For a function $g$ we denote $g_{1} = g$, $g_{k+1} = g(g_{k})$.
Let us suppose that $\varphi$ has fixed points at $a_{1}<a_{2}<...<a_{m}$ (these are all the fixed points) and set $a_{0} = - \infty$.
We will call a sequence of real numbers $(x_{j})_{j \in \mathbb{N}}$ a $\varphi$ path if $x_{j+1} = \varphi(x_{j})$ or $x_{j+1} \in \varphi^{-1}(x_{j})$.
$\textbf{Observation:} $ Note that in an $\varphi$ path $f(x_{1}) = f(x_{2}) = ...$
$\textbf{Claim:}$ For every $x \in \mathbb{R}$ there exists a $\varphi$ path $(x_{j})_{j \in \mathbb{N}}$ with $x_{1} = x$ such that $\lim_{j \rightarrow \infty} x_{j} = a_{k}$ for some $k = 1,...,m$.
Case $m)$ $x \geq a_{m}$:
If $x = a_{m}$ the result is trivial.

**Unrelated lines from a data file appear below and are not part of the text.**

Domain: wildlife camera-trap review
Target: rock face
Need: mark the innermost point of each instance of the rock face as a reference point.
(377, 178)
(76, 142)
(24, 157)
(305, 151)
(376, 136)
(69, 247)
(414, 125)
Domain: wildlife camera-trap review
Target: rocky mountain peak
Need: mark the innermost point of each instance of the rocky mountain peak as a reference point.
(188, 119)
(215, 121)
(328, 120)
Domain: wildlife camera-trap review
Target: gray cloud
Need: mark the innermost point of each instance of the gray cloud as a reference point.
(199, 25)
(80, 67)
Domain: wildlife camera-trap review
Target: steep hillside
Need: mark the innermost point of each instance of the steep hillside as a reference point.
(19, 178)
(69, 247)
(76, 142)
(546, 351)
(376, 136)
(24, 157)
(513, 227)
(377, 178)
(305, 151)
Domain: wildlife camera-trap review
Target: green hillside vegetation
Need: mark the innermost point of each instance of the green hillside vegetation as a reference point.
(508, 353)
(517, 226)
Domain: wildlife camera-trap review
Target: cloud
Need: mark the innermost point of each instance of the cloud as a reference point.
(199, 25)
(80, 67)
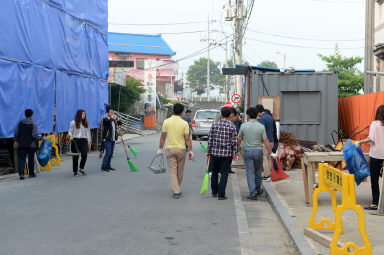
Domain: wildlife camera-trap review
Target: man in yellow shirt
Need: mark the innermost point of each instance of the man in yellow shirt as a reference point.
(176, 132)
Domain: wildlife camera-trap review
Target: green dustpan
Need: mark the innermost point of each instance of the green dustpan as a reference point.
(132, 166)
(133, 150)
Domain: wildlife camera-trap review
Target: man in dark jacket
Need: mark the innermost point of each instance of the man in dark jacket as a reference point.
(26, 137)
(110, 136)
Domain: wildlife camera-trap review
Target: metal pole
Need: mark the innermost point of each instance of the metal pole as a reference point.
(208, 71)
(369, 42)
(118, 106)
(239, 41)
(226, 77)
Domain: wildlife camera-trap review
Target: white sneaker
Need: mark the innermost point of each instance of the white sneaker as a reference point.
(267, 179)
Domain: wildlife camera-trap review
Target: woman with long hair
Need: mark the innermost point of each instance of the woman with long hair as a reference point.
(376, 154)
(80, 137)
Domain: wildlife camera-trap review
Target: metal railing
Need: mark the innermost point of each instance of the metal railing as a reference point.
(129, 124)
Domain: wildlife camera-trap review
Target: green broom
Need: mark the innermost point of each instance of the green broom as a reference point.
(130, 163)
(203, 148)
(133, 150)
(204, 186)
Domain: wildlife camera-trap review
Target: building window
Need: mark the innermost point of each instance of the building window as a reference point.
(300, 107)
(140, 63)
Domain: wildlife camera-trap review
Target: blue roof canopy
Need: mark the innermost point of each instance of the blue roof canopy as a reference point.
(243, 69)
(139, 43)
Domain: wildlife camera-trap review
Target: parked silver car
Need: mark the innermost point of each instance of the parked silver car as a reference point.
(203, 121)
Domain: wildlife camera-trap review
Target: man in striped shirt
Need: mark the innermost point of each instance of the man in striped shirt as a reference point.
(222, 148)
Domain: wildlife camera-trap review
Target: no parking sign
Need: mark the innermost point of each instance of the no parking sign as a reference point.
(236, 98)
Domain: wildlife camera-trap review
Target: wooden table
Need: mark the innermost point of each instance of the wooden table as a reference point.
(308, 165)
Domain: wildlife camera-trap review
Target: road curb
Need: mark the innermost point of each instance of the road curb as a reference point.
(143, 135)
(289, 224)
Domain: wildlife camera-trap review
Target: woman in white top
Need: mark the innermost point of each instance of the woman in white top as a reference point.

Now assume $x \neq a_{m}$.
In this case note that if $y > a_{m}$ $\exists y' \in (a_{m},y)$ so that $\varphi(y') = y $ we will denote $y'$ as $\varphi_{\langle m \rangle}^{-1}(y)$ (this is basically a selector function). Note that the sequence $(x_{j})_{j \in \mathbb{N}}$ with $x_{1} = x$, $x_{j+1} = \varphi_{\langle m \rangle}^{-1}(x_{j})$ is a monotonically decreasing sequence and a $\varphi$ path which is bounded below by $a_{m}$. Since there are no fixed points of $\varphi$ after $a_{m}$, we have $\lim_{j \rightarrow \infty}x_{j} = a_{m}$ as $\lim_{j \rightarrow \infty}x_{j}$ exists by monotone convergence theorem.
Suppose we proved Case $j+1)$ we will work our way downward to prove Case $j)$ where
Case $j)$ is
Case $j)$ $a_{j}\leq x<a_{j+1}$:
If $x = a_{j}$ the result is trivial. Now assume $x\neq a_{j}$
In this case there are two mini cases:
Minicase i) $\varphi(y) > y$ for $y \in (a_{j}, a_{j+1})$:
In this Minicase if for some there is some $k \in \mathbb{N}$ so that $\varphi_{k}(x) \geq a_{j+1}$ then note that by Case $j+1)$ we can find such a sequence easily. Otherwise we consider the sequence $(x_{j})_{j\in \mathbb{N}}$ with $x_{1} = x$, $x_{j+1} = \varphi(x_{j})$ which converges to $a_{j+1}$.
Minicase (ii) $\varphi(y) < y$ for $y \in (a_{j}, a_{j+1})$:
In this Minicase $\exists y' \in (y, a_{j+1})$ so that $\varphi(y') = y$ by the intermediate value theorem. This $y'$ will be denoted as $\varphi_{\langle j\rangle}^{-1}(y)$ (again a selector function). Note that the sequence $(x_{d})_{d \in \mathbb{N}}$ with $x_{1} = x$, $x_{d+1} = \varphi_{\langle j \rangle}^{-1}(x_{d})$ is a monotonically increasing sequence and a $\varphi$ path which is bounded above by $a_{j+1}$. Since there are no fixed points of $\varphi$ in the interval $(a_{j},a_{j+1})$, we have $\lim_{j \rightarrow \infty}x_{j} = a_{j+1}$ as $\lim_{j \rightarrow \infty}x_{j}$ exists by monotone convergence theorem.
This proves the claim.
Now pick an $x \in \mathbb{R}$. There exists a $\varphi$ path $(x_{j})_{j\in \mathbb{N}}$ with $x_{1} = x$ such that $\lim_{j\rightarrow \infty}x_{j} \in \{a_{1},...,a_{m}\}$. Hence by continuity of $f$ we have $f(x) \in \{f(a_{1}),...,f(a_{m})\}$ which means that $f$ only takes on finitely many values. A continuous function that takes on finitely many values is the constant function.